The 5G technology is now well and truly under development. While there are no firm standards in place, the industry is working hard at making that happen. In the meantime, the early movers are testing their own versions of the 5G technology and this is giving us information about what we can expect – what the technology will be able to deliver. Commercial 5G is not expected to become available in any significant way until around 2020, with full deployment expected towards the end of that decade.

Developments, strongly facilitated by developments in the ICT industry, are leading to massive economic transformation processes. We see that whole industry sectors and traditional business models have been replaced by new ones. The key reason for these transformations is that in some instances up to 80% of the costs of those traditional business models can be removed.

These processes are relentless and are going to force other sectors to transform as well. Developments linked to cloud computing, data centres, data analytics (big data), machine-to-machine (M2M), the internet-of-things (IoT) and the emerging Blockchain may all play a part in transforming our current world. Ultimately from these developments we are beginning to slowly see the emergence of Smart Cities, and indeed Smart Nations.

Looking at the big picture indicates there many more innovations to emerge in the years ahead. For the operators however, the bottom line is converting these technological developments into revenue generating services and applications.

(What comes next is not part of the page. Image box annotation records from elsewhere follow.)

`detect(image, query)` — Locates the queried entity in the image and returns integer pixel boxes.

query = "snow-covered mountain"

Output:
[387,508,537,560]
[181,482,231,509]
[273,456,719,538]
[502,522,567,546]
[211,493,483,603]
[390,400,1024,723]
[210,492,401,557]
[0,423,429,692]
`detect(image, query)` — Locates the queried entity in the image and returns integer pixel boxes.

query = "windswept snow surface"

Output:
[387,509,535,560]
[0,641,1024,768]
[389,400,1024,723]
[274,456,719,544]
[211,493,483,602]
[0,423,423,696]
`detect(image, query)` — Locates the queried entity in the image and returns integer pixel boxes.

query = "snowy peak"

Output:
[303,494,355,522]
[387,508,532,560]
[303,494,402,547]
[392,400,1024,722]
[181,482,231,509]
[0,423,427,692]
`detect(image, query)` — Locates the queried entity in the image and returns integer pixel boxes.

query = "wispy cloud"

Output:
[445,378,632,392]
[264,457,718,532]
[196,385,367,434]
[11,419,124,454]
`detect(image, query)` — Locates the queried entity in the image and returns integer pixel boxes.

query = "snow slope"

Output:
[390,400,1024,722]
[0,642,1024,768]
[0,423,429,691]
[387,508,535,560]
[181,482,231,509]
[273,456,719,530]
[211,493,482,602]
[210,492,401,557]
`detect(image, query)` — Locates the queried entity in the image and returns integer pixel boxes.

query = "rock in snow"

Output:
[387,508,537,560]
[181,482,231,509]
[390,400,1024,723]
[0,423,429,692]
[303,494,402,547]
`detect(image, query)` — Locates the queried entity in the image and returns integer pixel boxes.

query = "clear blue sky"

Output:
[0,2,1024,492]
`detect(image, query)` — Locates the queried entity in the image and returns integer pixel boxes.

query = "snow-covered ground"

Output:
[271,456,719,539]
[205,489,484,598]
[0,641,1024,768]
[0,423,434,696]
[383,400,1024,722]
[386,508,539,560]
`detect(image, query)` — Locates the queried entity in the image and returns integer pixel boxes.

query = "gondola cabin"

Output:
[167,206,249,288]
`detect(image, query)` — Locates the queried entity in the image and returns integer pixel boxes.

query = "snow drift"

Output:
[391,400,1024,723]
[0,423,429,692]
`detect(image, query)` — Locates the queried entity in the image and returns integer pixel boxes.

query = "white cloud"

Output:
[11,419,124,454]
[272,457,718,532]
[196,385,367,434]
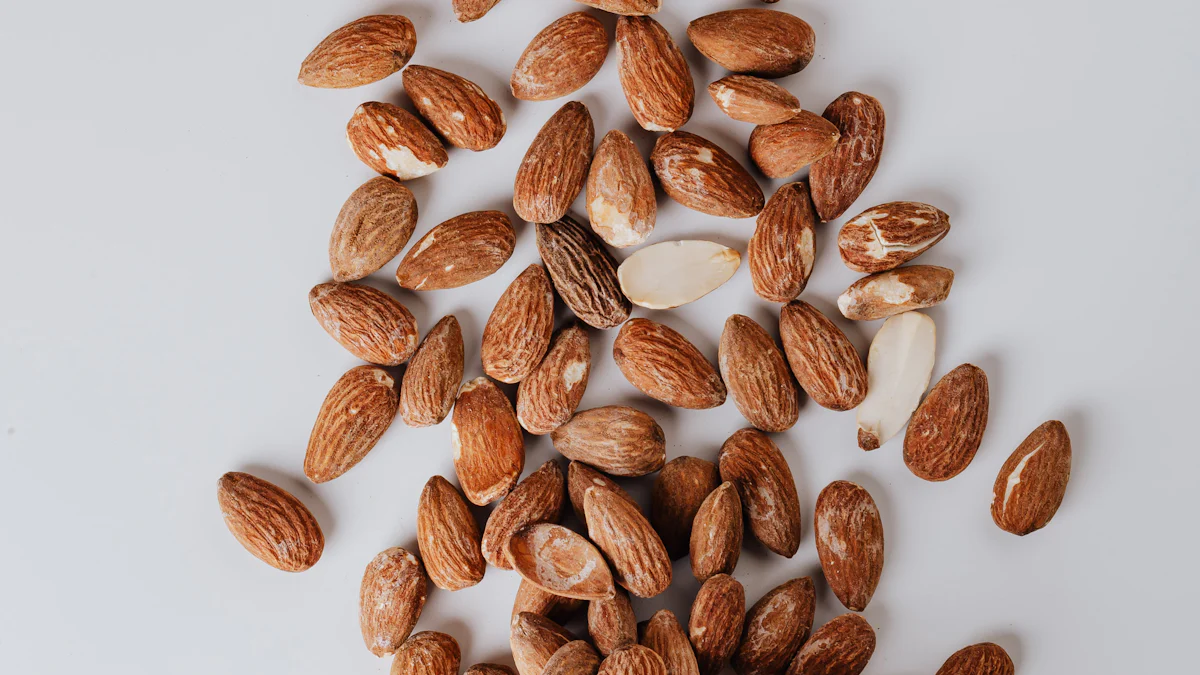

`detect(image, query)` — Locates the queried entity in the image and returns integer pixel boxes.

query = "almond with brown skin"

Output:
[304,365,400,483]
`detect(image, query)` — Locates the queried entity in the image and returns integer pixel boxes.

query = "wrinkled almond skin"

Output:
[304,365,400,483]
[329,175,416,281]
[450,377,524,506]
[809,91,886,222]
[510,12,608,101]
[904,363,990,480]
[650,131,766,219]
[217,472,325,572]
[396,211,517,291]
[779,300,866,411]
[480,265,554,384]
[612,318,726,410]
[416,476,487,591]
[991,420,1070,536]
[718,429,800,557]
[298,14,416,89]
[308,283,416,365]
[359,548,427,656]
[617,17,696,131]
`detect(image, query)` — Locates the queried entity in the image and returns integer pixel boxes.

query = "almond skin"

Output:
[396,211,517,291]
[217,472,325,572]
[480,265,554,384]
[329,175,416,281]
[298,14,416,89]
[612,318,726,410]
[450,377,524,506]
[304,365,400,483]
[991,420,1070,536]
[904,363,989,480]
[308,283,416,365]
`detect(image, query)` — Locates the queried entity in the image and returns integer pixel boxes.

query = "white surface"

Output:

The operators need paying subscribers and consumers who will adopt the services and applications on offer. To this end, video streaming is a great example of the huge impact new technologies can make. Fixed and mobile bandwidth is increasingly under strain from the enormous appetite consumers have demonstrated for video streaming  - and it is the content and service providers alike which are reaping the benefits.

Key developments:

  • FttX held only a 22% market share of global broadband access technologies in 2013, but by 2016 this had increased to around 47% at the expense of DSL which is in decline.
  • With the improved coverage and penetration of LTE as well as the massive adoption of smartphones, VoLTE has become a priority throughout the world for operators that wish to bring HD voice service to their LTE customers. Nevertheless, while VoLTE services certainly offer opportunities, Over-The-Top (OTT) mobile VoIP services will attract the largest revenue market shares, at least in the short and medium term.
  • Key developments for 2017 include M2M and IoT infrastructure, facilitating the development of smart homes, buildings and cities. Many of these applications will be opened up partly through the use of 4G LTE A(dvanced) – a halfway house on the way to full 5G.
  • LTE Broadcast, or LTE-B, also known as Multimedia Broadcast Multicast Service (eMBMS) took a step further in late April 2016 with the announcement that Verizon, Telstra, KT (South Korea) and EE (United Kingdom) had formed the LTE-B Alliance. The alliance hopes to encourage further operators to join the push for LTE-B – and in particular to encourage device manufacturers to begin making devices LTE-B compatible in 2017.
  • The use of millimetre wave spectrum for 5G took a significant step forward in mid July with the US becoming the first country to designate rules for its usage. Millimetre waves can be beamed through ultra-high speeds (Gb/s), enabling mass-content-storage applications, which are not possible over the current mobile networks. The FCC has adopted the new rules which will open up the millimetre wave spectrum.